25 marca wszyscy agenci Leadenhall zyskali nowe narzędzie umożliwiające ich klientom dokończenie zakupu ubezpieczenia online. Każda zawarta na odległość umowa zasila konto pośrednika, którego unikatowy kod wpisany jest automatycznie w przekazywany klientowi formularz. Obecnie w tej formie sprzedaży dostępne są ubezpieczenia na życie LifeUp oraz od utraty dochodu dla księgowych.
Od teraz każdy pośrednik może wysłać klientowi link inicjujący proces sprzedaży lub kod QR, w którym „zaszyty” jest także jego unikatowy identyfikator. Konsument w dogodnym dla siebie miejscu i czasie zapoznaje się z produktem, wylicza składkę, wybiera ofertę, wypełnia formularz, opłaca polisę, a w przypadku produktu LifeUp weryfikuje także swoją tożsamość online. Agent otrzymuje pełną prowizję, a polisa i oferta trafiają na jego konto w systemie transakcyjnym Leadenhall Insurance System (LIS).
– Od zawsze powtarzamy, że agenci znajdują się w centrum naszej uwagi, a wprowadzonym właśnie rozwiązaniem pokazujemy, że za deklaracją idą konkretne działania. Dajemy pośrednikom szansę na poprawę efektywności i wprowadzenie relacji z klientami w XXI wiek. Korzyści są nie do przecenienia – sprzedaż odbywa się dzięki agentom, ale nie muszą oni już wyliczać i prezentować oferty, wypełniać formularzy z danymi osobowymi, zadawać klientom krępujących pytań o PESEL czy stan zdrowia. Nie uczestniczą także w pobieraniu składki czy weryfikacji tożsamości kupującego. Oszczędzają w ten sposób czas, a należna im prowizja nalicza się automatycznie i to w tej samej wysokości, co w tradycyjnym modelu sprzedaży – wyjaśnia Rajmund Rusiecki, CEO Leadenhall Insurance.
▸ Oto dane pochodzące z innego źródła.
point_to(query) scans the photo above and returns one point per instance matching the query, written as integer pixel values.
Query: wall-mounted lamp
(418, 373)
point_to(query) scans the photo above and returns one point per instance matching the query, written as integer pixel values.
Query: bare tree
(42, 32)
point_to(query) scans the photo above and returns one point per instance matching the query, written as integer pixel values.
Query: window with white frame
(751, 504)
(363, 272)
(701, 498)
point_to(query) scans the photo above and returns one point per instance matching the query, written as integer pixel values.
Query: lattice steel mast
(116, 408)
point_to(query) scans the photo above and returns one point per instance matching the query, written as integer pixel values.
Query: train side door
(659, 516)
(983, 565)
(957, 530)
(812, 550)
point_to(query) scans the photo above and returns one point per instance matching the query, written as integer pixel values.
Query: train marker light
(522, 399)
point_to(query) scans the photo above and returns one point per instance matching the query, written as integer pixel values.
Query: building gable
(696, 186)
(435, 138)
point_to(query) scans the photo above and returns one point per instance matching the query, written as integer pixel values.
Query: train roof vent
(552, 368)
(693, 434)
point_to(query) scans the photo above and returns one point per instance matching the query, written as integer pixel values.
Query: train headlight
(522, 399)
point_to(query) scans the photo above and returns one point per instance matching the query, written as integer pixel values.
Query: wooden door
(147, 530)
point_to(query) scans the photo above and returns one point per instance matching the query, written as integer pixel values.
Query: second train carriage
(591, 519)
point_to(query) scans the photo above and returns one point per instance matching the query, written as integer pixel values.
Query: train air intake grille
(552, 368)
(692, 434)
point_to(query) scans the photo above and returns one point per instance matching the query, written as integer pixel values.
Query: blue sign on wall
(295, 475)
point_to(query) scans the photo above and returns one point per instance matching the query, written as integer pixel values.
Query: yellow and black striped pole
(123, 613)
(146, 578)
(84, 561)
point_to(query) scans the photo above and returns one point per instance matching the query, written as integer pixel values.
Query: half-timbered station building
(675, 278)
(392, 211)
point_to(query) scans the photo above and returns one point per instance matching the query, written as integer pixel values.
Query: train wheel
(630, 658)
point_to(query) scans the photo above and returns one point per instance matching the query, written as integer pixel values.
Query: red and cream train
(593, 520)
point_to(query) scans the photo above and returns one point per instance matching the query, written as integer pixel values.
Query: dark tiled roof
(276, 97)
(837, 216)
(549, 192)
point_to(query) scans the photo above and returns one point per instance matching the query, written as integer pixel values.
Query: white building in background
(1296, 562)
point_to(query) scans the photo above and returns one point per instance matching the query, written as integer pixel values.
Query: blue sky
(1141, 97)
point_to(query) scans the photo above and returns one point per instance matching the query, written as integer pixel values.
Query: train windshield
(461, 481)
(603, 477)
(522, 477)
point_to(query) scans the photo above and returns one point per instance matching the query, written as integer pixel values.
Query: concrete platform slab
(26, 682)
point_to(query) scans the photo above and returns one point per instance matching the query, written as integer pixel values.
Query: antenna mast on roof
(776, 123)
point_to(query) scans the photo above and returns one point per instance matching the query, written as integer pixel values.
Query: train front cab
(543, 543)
Na życie i od utraty dochodu
Obsługa transakcji opiera się na systemie LIS. Zalogowany do niego pośrednik otrzymuje osobisty kod QR lub link, który przekazuje klientowi. W tej formie sprzedaży dostępne są ubezpieczenie na życie Leadenhall LifeUp oraz ubezpieczenie utraty dochodu dla księgowych. Pierwsze z nich gwarantuje wypłatę 100% sumy ubezpieczenia (maks. 500 tys. zł) w przypadku śmierci w wypadku oraz rosnącą z czasem SU w razie śmierci z innej przyczyny. Z kolei drugie zapewnia finansowe wsparcie w razie niezdolności do pracy, do której doszło w wyniku choroby lub nieszczęśliwego wypadku.
– Oddajemy w ręce agentów technologię, z którą wiążemy duże nadzieje. Na otwarcie wybraliśmy dwa produkty, ale oczywiście dość szybko zamierzamy skierować do tego modelu kolejne. Przejrzysta konstrukcja polis Leadenhall i elastyczność naszego systemu transakcyjnego sprawiają, że nie mamy w tym zakresie zaporowych ograniczeń. Choć oczywiście pewien „reinżyniering” jest niezbędny, by klient sam łatwo poradził sobie z transakcją. Będziemy uważnie wsłuchiwać się w głos agentów i dalszy rozwój tego modelu sprzedaży w dużej mierze uzależniamy od ich potrzeb – dodaje Rajmund Rusiecki.